Coming up with an effective policy in Ukraine will therefore be a challenge for the incoming administration, which is why, at first, it is likely to follow the approach that Biden himself laid out in his address to the Ukrainian parliament on Dec. 9, 2015. 

In this speech, after telling Ukraine’s parliamentarians that “I never tell another man or another nation or another woman what’s in their interest,” Biden told them they should: put aside their “parochial differences,” grant amnesty and “devolved administration” to Donbas, amend their constitution to include judicial reform and decentralization (citing American federalism as an example), overhaul the judiciary and the Office of the General Prosecutor, and enact budgets that are “consistent with your IMF commitments.”  

These are all excellent common-sense initiatives, which the current Ukrainian government cannot possibly implement.  

For starters, the very mention of constitutional reforms that hint at federalism is taboo in Ukrainian politics. As for the Minsk Peace Accords, several Ukrainian officials and senior negotiators, both past and present, have admitted candidly that they never intended to fulfill them as written.

Meanwhile, Zelensky and his advisors have hinted at the existence of an undisclosed Plan B which, judging from the statements of other former officials, seems to involve some sort of blitzkrieg by the Ukrainian army against Donbass. Finally, what Biden in his speech called “the pervasive poison of cronyism, corruption, and kleptocracy,” has since grown to levels that can compare with the massive amounts of money that the government spends to combat it. 

It is time to acknowledge that U.S. policy in the region has failed. First, because it is premised on the assumption that there is a “united Ukraine” when in fact, as Evgeny Lapin of Ukraine’s Civil Society Institute found while conducting roundtables around the country, the historical memories of Eastern and Western Ukrainians continue to be diametrically opposed. As a result, he says, as soon as one part of Ukrainian society agrees on certain themes that unite it, it immediately finds itself in confrontation with another part.

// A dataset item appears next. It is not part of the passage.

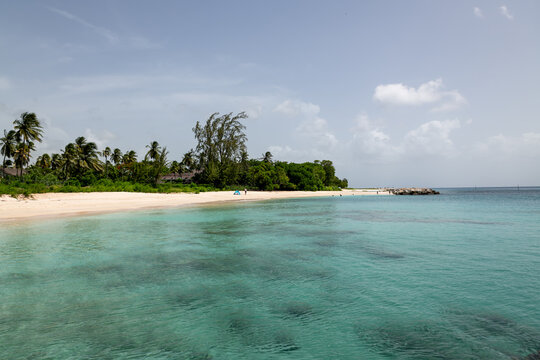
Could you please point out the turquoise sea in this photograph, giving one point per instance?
(454, 276)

Even New Year’s celebrations are divided by region and political preference, although three-quarters say that they still celebrate Christmas on Jan. 7.  

Western analysts downplay these differences, which has led to the second reason for the United States’ policy failure—the assumption that war with Russia would smooth over all internal disagreements. It has indeed shifted opinions, as shown by the decline in the number of Ukrainians who harbor positive feelings for Russia from over 80 percent to just over 40 percent today, but not to the degree of undoing centuries of historical, religious, and cultural ties with Russia.  

The latest evidence for this comes from Google and YouTube. Year-end tallies for searches on these two platforms show that Ukrainians still conduct searches overwhelmingly in Russian, and for cultural content from Russia. Moreover, this trend got stronger in 2020. The authors of one report conclude that “Google’s indicators also refute Zelensky’s recent statement that ‘after the annexation of Crimea and the aggression in Donbass, we have only one thing left in commonthe state border.’ As it turns out, despite constant blockage [by the Ukrainian government], in the internet there are no such borders.” It is doubtful whether any policy that simply turns a blind eye to these persistent internal divisions can ever be successful because it will be deemed hopelessly one-sided.